- Magic Leap executives laid out why the AR company has an edge over rivals Meta and Microsoft.
- The CTO and CFO say they're catering to the business world, not trying to create an "alternative universe."
- The Magic Leap 2 launched in March, joining the race alongside Meta's Oculus and Microsoft's HoloLens.
Magic Leap's top two executives believe their augmented reality firm has a significant leg up on competitors like Microsoft and Meta, formerly known as Facebook.
In an interview at the World Economic Forum in Davos, Switzerland, the CEO Peggy Johnson and CTO Julie Larson said their products have a unique proposition compared to rivals: a broader purpose, without gimmicks.
"We are also focused on really working on a tool for work, we are not going into trying to create this whole alternative universe or world that people are going to live in," Larson said, adding that Magic Leap is working towards producing tools to solve problems for people.
Larson, the CTO, said another differential is approaching products from the high-end while waiting for things like battery life to catch up.
"So we are starting out with all the learning you can get here and bringing it down," Larson said. "Other folks are starting lower and bringing it up, which I believe is a lot harder."
Johnson, meanwhile, owed Magic Leaps' edge over the competition to color fidelity, image quality, text legibility, and other factors.
"It's an industry-leading field of view in augmented reality, and it produces the most immersive AR device out there — and that sets us apart from a lot of the devices you see on the market today," Johnson said.
The CEO said its competitors' products are merely heads-up displays that are suited for a smaller number of use cases — not in real workplace settings, like in hospitals and factories.
"Those sorts of things are where Magic Leap really stands apart and excels," Johnson said.
Magic Leap was founded in 2010 and has since become a big player in the AR industry.
Its Magic Leap 2 goggles were released in March and feature dimming capabilities as well as an improved field of view in a bid to appeal to the enterprise market. The company announced a major pivot in mid-2020 toward catering to the business world.

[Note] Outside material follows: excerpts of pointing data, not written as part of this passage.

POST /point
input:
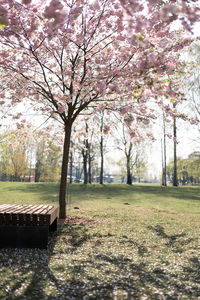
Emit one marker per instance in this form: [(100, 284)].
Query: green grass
[(124, 242)]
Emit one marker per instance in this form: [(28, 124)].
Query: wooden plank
[(54, 213), (7, 218), (3, 207), (8, 209), (37, 215)]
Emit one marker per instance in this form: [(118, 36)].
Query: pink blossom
[(61, 109)]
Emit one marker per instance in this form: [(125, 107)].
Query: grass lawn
[(123, 242)]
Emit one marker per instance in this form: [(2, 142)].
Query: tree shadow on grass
[(102, 275), (175, 241)]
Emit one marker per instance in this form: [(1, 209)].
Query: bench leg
[(24, 236)]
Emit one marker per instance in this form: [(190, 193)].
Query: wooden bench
[(26, 226)]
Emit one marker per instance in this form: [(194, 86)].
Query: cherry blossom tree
[(64, 56)]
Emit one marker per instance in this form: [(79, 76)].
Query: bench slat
[(36, 215)]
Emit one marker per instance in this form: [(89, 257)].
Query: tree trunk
[(128, 170), (175, 179), (71, 167), (89, 166), (85, 173), (102, 161), (63, 181), (164, 170), (37, 171)]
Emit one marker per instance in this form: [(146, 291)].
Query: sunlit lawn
[(121, 242)]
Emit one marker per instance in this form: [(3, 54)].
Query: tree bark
[(71, 167), (175, 179), (164, 170), (89, 165), (102, 161), (128, 168), (63, 181), (85, 173)]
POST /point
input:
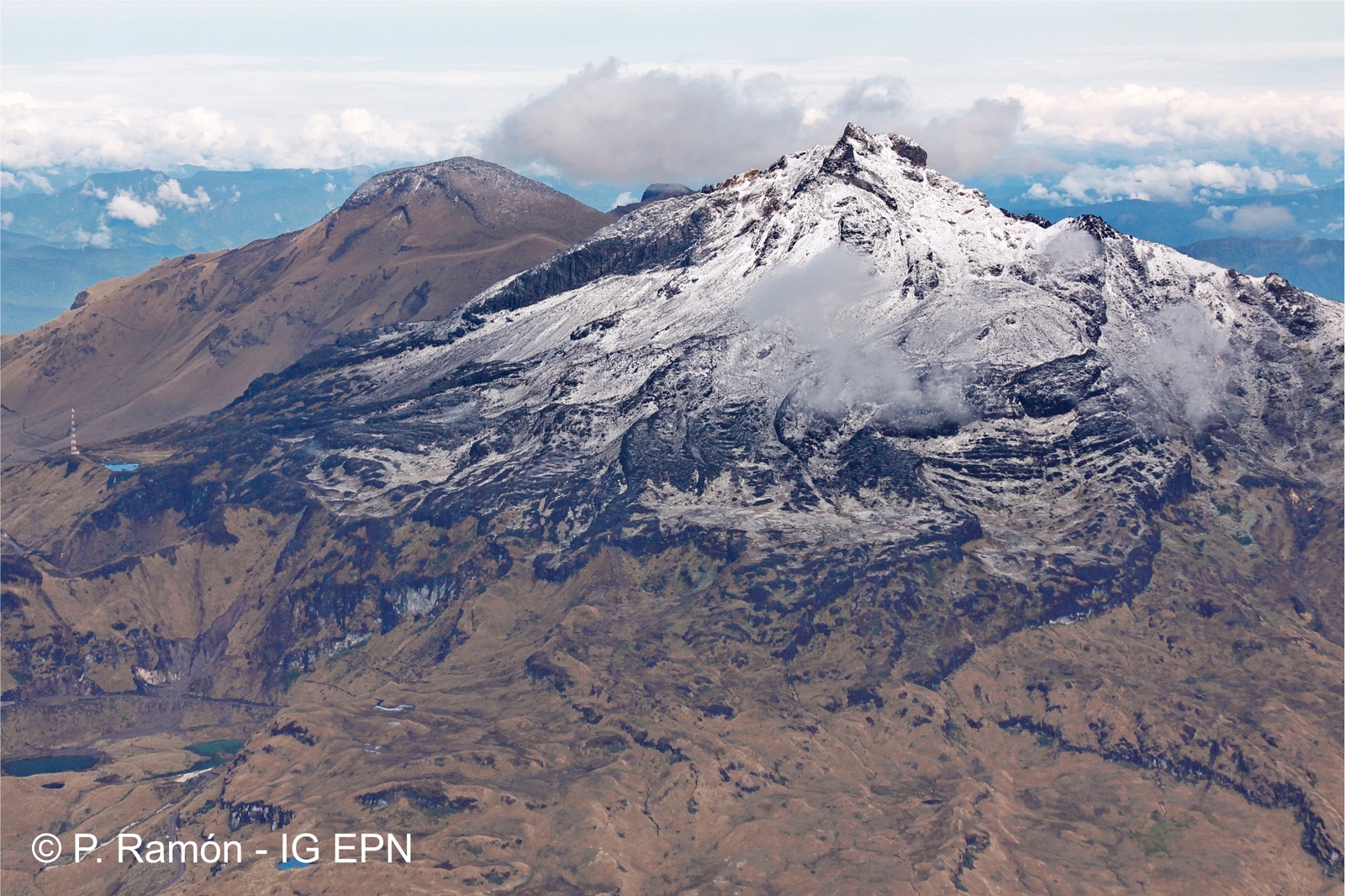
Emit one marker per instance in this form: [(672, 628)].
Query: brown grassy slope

Meta has also been striving to compete in the AR and VR game, having acquired startup Oculus in 2014. The company said in January that it was killing off the Oculus name — the Oculus Quest headsets will soon be called the Meta Quest.
Mark Zuckerberg has since tried to force the concept of the metaverse into the mainstream, changing the name of Facebook's parent company to Meta, named so to reflect the company's goal of working toward the metaverse.
And Microsoft has used its HoloLens headset to push into the mixed-reality world. But as Insider's Ashley Stewart reported in February, internal turmoil and canceled projects have disrupted plans for the company's metaverse vision.